Twenty four-hour helpline access to expert management advice for food-allergy-triggered anaphylaxis in infants, children and young people: a pragmatic, randomized controlled trial
- Edited by: Bodo Niggemann
- Registration: Current Controlled Trials (www.controlled-trials.com) ISRCTN29793562.
Anaphylaxis is a life-threatening emergency. If promptly administered, adrenaline is potentially life-saving. Many food-allergic-children/carers are unsure when to use their adrenaline autoinjectors, contributing to a low quality of life and worse outcomes in the setting of an acute allergic reaction.
The aim of this study was to assess the effectiveness of 24-hour telephone access to specialist clinical advice on disease-specific quality of life.
A pragmatic two-arm, parallel-group randomized control trial was conducted. Children/carers (<16 years) with food allergy, trained in adrenaline auto-injector use, were recruited from a hospital-based paediatric allergy clinic. Baseline disease-specific quality of life was ascertained using the validated Food-Allergy-Related Quality-of-Life Questionnaire (FAQLQ), either Parent Form, Child Form or Teenager Form depending on child's age. Participants were then centrally randomized for a 6-month period to 24-hour telephone specialist support line or to usual care. The primary outcome measure was a change in FAQL scores, at one and 6 months postrandomization, compared with baseline. The minimum clinically important difference (MCID) in score is 0.5.

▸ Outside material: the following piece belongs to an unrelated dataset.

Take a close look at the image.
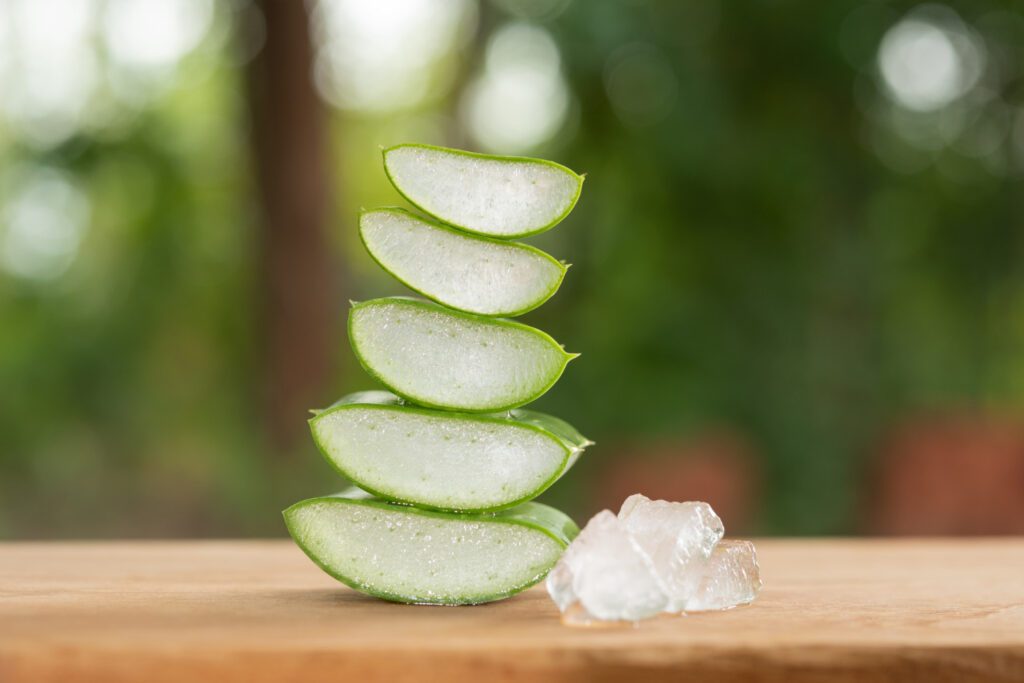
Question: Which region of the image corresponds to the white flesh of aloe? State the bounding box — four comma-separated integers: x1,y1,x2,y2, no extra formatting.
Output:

Fifty two children/carers were recruited. FAQL scores remained static in the control group across the three time points. Scores gradually improved in the intervention group, with a significant difference seen at 6 months (T1–T3 Mean difference = −1.5, (CI 0.87–2.25) P < 0.005] Follow-up questionnaires, 6 months after the intervention was removed, T4, showed sustained significant difference between the groups (control M = 3.0; intervention M = 1.1[t = −4.113, P < 0.05]).
The 24-hour helpline improved food-allergy-specific quality of life in children. Six-month intervention support resulted in sustained benefits for at least a further 6 months.